Good shoppers these days are well aware that pieces from yesteryear are almost all made with better materials and a greater attention to craftsmanship than a lot of today's goods.

So tracking down a well-made old sofa can make more sense than going for something right off the assembly line. At House of Paul, you can count on owner Paul to know which pieces are worth reupholstering and which are not.

First off, there was a small-scale, tuxedo-style sofa in a coral corduroy that didn't need a thing--not even a shampoo--and at $289.50 it probably didn't stay on the floor the day.

Dining room sets--or parts of them--are plentiful. Some were tacky when new, others are splendid after many years. An Ethan Allen dining table, with two leaves and four chairs (two arms and two sides), was in excellent shape and only $500.

A dining set with three leaves, seven upholstered chairs (the eighth was damaged in the earthquake) and a handsome china cabinet was a bargain at $1,290.

Some fun stuff for a song included a Victorian reproduction shaving stand that only needed a little slicking up for only $34.95, and a marvelous small occasional table for $98.50.

But further delving brought up a Widdicomb dresser in mahogany for $500, a charming light pine hall tree stand with beveled mirror for $289 and an Old World four-poster cherry queen-size bed from Henredon for $700. Because the canopy is missing, I suspect one could negotiate.

A major part of the business at House of Paul is in reconditioned major appliances, all of which carry a 60-day warranty on parts and labor. Prices on major brand refrigerators with the freezer on top average between $200 and $300, and washers and dryers usually sell for $150 to $180.

The pickin's were small the day of our visit, which was the first of the month, "'because that's when people move," said co-owner Paul Coulam, whose father opened this store 28 years ago. Dad has since opened another branch in San Diego, (619) 542-1166, and son Paul runs this original location. Obviously, they're doing something right.
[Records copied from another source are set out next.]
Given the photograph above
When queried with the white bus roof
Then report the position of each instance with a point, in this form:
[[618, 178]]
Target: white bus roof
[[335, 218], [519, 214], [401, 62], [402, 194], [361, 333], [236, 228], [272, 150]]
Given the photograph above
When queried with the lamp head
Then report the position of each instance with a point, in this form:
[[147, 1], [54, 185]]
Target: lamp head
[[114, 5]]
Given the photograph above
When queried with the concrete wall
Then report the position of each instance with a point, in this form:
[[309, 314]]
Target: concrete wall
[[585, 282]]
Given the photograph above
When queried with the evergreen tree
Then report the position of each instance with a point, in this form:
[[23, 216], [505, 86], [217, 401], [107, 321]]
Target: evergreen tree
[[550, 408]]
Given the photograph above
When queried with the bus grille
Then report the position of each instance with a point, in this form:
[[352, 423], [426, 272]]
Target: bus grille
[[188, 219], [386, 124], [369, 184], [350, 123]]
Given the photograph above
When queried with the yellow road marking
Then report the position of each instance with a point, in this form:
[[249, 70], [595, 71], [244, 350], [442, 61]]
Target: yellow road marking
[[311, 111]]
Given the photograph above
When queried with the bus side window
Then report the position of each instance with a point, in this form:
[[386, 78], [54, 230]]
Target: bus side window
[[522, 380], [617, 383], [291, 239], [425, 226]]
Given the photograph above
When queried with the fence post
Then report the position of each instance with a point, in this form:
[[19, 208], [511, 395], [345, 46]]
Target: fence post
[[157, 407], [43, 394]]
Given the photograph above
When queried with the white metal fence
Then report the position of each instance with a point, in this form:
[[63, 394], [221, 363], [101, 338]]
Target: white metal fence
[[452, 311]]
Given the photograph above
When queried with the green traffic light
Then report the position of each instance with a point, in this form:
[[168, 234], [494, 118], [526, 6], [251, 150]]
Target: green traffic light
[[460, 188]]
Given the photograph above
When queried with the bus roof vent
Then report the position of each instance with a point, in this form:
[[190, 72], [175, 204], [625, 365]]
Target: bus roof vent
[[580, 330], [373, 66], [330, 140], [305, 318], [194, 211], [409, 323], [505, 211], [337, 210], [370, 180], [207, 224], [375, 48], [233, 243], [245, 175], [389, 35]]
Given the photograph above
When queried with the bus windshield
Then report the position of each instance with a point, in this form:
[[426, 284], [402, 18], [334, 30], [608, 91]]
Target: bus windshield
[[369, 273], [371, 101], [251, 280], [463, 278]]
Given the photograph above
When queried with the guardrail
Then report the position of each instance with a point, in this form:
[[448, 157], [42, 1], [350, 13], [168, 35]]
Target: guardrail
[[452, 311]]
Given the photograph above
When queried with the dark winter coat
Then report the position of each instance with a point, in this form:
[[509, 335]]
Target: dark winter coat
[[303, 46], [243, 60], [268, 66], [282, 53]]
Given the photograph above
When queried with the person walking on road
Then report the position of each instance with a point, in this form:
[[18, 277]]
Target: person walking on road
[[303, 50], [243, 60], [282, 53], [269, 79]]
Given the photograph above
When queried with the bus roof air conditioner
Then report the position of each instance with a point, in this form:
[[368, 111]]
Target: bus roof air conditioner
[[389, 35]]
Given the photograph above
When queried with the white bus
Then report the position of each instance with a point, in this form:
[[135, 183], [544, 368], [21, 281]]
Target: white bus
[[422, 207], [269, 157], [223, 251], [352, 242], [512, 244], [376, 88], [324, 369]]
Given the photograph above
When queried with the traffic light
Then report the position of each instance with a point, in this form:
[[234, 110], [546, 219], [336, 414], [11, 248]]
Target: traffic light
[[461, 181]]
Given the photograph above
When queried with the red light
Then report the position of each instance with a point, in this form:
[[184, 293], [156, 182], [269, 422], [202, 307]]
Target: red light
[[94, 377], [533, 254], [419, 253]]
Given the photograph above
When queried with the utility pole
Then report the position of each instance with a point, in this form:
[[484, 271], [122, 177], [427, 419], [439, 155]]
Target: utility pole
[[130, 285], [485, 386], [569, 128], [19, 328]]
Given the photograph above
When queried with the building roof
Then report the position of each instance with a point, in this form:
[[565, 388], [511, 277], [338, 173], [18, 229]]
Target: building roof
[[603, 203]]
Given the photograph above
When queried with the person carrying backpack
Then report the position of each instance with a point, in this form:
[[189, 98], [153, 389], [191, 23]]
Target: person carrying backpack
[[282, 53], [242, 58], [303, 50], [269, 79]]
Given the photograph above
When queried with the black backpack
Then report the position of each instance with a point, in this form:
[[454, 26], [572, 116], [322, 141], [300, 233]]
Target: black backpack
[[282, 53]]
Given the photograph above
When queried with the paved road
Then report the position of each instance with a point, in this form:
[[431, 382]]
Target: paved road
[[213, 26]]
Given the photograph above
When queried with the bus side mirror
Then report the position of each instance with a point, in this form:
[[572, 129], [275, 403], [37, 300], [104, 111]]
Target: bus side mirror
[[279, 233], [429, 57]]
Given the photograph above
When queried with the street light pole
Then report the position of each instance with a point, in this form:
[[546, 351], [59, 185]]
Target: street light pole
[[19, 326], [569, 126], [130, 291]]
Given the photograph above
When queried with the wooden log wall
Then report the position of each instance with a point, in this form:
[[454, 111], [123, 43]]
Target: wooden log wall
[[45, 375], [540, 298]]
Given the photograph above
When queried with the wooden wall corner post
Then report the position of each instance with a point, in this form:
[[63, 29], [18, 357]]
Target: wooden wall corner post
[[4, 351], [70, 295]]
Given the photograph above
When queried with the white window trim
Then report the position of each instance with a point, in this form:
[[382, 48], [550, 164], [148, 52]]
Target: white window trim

* House of Paul, 13550 Sherman Way, Van Nuys. (818) 988-1369. Hours: 10 a.m.-7 p.m. Monday-Friday; 10 a.m.-5 p.m. Saturday; noon-5 p.m. Sunday. Major credit cards accepted.

Weekend Super Sale: A new shipment just arrived at the Wallpaper Bin, which certainly qualifies as a sale. Wall coverings from Sunwall of America, beautiful fabric-backed vinyls that retail for $24.99 per single roll, will sell for $9.99. Some Pickhardt plus Siebert (USA) light reflective papers that also sold for $24.99 per roll are $8.99.